Is This the Right Time To Invest In Small Cap Funds?
Many financial experts believe that 2010 and 2011 may well be the best time to overweight your portfolio with small cap funds and individual equities. Simply put, a small cap mutual fund is a professionally managed investment instrument which holds a diverse portfolio of stock in smaller businesses with relatively low market capitalization. Don’t let the name fool you into thinking that you are investing in mom and pop-style companies; any business with a market capitalization under two billion dollars can be included in a small cap fund.
What Is The Advantage Of A Mutual Fund?
Small cap mutual funds are a better investment instrument than individual stocks for people with little experience in the stock market. Buying an individual stock requires that a great amount of time be invested in research into that particular company. Even if the sector that a company operates in does well, an individual company could still lag far behind, or even fail completely, because it is poorly managed, under-capitalized, or simply produces an inferior product compared to its competitors.

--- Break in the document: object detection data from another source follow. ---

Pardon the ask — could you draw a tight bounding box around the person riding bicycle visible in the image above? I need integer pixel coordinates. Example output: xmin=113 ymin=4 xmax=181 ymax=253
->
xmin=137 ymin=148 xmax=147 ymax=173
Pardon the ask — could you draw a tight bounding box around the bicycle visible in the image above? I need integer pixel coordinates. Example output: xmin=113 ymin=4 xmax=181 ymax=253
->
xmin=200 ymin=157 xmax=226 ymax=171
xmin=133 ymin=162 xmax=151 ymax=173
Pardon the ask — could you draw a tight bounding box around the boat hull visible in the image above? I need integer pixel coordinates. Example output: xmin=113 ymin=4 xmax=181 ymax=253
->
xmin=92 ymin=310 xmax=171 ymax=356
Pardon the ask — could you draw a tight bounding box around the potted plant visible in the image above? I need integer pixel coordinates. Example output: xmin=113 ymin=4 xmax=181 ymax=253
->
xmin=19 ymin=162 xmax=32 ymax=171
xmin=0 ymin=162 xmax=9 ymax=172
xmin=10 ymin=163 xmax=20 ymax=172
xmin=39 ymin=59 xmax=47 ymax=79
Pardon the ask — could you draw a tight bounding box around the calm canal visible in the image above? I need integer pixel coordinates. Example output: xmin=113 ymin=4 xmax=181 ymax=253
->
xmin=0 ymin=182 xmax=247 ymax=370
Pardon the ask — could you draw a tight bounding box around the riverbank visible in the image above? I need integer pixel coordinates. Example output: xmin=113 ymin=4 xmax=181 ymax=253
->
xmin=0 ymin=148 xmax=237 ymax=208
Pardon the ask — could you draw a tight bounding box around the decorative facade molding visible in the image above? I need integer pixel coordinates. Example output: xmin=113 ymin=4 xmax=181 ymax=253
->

Mutual fund managers perform all the needed research and are much better qualified at separating the exceptional companies from the rest of the pack.
Fund managers are also experts at diversification. The key to a successful fund is to own stock in companies across a broad range of sectors in order to diversity risk. That way, when for example, the biomedical industry falls into a slump, the losses sustained are compensated for by gains in a booming sector, for example in mining or transportation. Mutual funds are also highly regulated and operate under strict rules which are designed to prevent reckless speculation and excessive risk of capital.
Why Small Cap Equity Funds Now?
If the conventional wisdom that the economy is starting to rebound holds up, small cap companies should fare much better than large cap businesses. While the stock prices of large caps and blue chip companies have been hurt during the recent recession, shares of small cap companies have been decimated because they had fewer resources with which to ride out the financial storm and were perceived to be in greater risk of failing completely. When business begins to pick up again, smaller companies who have demonstrated the ability to thrive in the new economic reality will see their share prices quickly recover to pre-crash levels and beyond, generating much higher percentage gains than those companies whose stocks suffered less.
It is important to keep in mind, however, that this scenario only holds true if the economy is in a sustained upturn. If you believe that we are headed toward a second dip in the recession, small cap investing would not be advised.